Cogmans Abenteuer in ihrer ganz eigenen Welt geht in die  vierte Runde, und das bedeutet ein wenig Urban Fantasy, ein bisschen Phantastik und auch Fantasy-Einflüsse.

Wer die ersten drei Teile bislang nicht gelesen hat, der sollte dieses Manko ganz schnell beheben und sich ein paar Tage frei nehmen - bannt einen der jeweilige Plot doch an die Seiten.

Und auch vorliegend hat sich die Autorin wieder so Einiges für ihre Leser einfallen lassen. Wir bekommen, zur Ergänzung der in den letzten Bänden mehr im Mittelpunkt stehenden Elfen, dieses Mal einen genaueren Einblick in die Politik, die Verhaltensweise der Drachen und deren Ehrenkodex. Dabei wartet vordergründig erneut eine faszinierend beschriebene Welt auf uns. Die Tatsache, dass die Bibliothekare in Parallelwelten aller Zeitalter und Couleur agieren, ermöglicht es Cogman, uns immer wieder neue Bühnen zu offerieren. Und sie nutzt die Vorlage weidlich: Die aus den Gangsterfilmen vornehmlich in Chicago angesiedelten Handlungen Al Capones standen bei ihrer Schöpfung unübersehbar Pate, dazu gesellen sich dann aber schnell ganz eigene Kreationen und eine Handlung, die vor unerwarteten Wendungen nur so strotzt.

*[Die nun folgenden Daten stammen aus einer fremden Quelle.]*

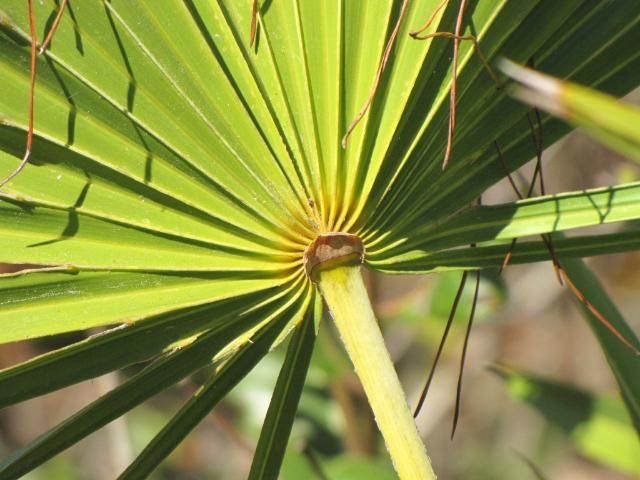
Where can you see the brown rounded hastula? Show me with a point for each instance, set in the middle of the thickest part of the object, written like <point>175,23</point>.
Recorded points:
<point>330,250</point>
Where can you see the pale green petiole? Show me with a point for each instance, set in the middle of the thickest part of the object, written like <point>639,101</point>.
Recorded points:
<point>346,296</point>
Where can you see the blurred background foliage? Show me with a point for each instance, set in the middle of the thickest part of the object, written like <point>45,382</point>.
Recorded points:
<point>538,399</point>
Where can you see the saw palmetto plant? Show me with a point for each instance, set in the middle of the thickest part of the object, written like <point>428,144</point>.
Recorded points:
<point>206,177</point>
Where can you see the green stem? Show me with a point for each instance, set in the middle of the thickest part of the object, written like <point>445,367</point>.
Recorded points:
<point>346,296</point>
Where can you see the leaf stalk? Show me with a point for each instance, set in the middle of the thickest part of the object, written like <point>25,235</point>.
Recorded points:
<point>345,294</point>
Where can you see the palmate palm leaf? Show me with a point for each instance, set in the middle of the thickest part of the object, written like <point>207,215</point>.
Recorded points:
<point>178,175</point>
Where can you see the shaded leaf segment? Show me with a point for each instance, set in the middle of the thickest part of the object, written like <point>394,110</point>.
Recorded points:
<point>178,173</point>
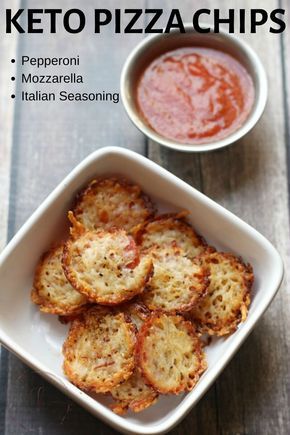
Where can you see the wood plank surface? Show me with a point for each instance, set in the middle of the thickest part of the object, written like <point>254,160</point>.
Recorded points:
<point>252,395</point>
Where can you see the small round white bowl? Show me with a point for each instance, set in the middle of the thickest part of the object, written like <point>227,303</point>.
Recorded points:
<point>153,46</point>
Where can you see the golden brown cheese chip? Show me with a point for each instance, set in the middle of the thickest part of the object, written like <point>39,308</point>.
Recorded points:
<point>99,350</point>
<point>169,354</point>
<point>133,394</point>
<point>226,303</point>
<point>137,312</point>
<point>51,290</point>
<point>170,230</point>
<point>106,266</point>
<point>112,202</point>
<point>177,282</point>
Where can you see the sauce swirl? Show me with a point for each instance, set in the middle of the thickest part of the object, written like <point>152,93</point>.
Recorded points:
<point>195,95</point>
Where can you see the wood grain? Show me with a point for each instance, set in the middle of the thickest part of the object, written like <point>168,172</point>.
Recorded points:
<point>49,140</point>
<point>252,395</point>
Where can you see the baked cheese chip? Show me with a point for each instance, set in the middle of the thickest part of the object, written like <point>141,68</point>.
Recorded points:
<point>112,202</point>
<point>169,354</point>
<point>99,350</point>
<point>177,282</point>
<point>106,266</point>
<point>137,312</point>
<point>226,303</point>
<point>170,230</point>
<point>133,395</point>
<point>51,290</point>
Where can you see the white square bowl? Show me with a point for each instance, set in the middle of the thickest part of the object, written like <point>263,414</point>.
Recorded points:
<point>37,338</point>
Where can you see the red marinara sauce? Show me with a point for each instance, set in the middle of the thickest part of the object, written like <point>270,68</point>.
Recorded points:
<point>195,95</point>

Nicht fehlen darf natürlich auch wieder die besondere Eigenheit Irenes, in wirklich auch jedes Fettnäpfchen zu tappen, das auch nur in weiter Ferne sichtbar wird.

Geschickt fängt Cogman dabei die Eigenheiten der jeweiligen Bewohner der Stadt beziehungsweise Region ein, setzt diese in Bezug zu Irenes Alltag und schafft auf diese Weise Atmosphäre. Äußerlichkeiten wie die Mode, die Architektur oder die jeweilige Kultur in Musik, Architektur und natürlich Literatur wird dabei beleuchtet, ohne dass dies die spannend und kurzweilig ablaufende Handlung im Geringsten stören würde. Stattdessen werden diese Beschreibungen in die rasanten Verfolgungsjagden und die aberwitzigen Situationen, denen sich die Heldin stellen muss, eingearbeitet.

So bietet auch der vierte Band einen faszinierenden Lese-Spaß voller Tempo und Humor.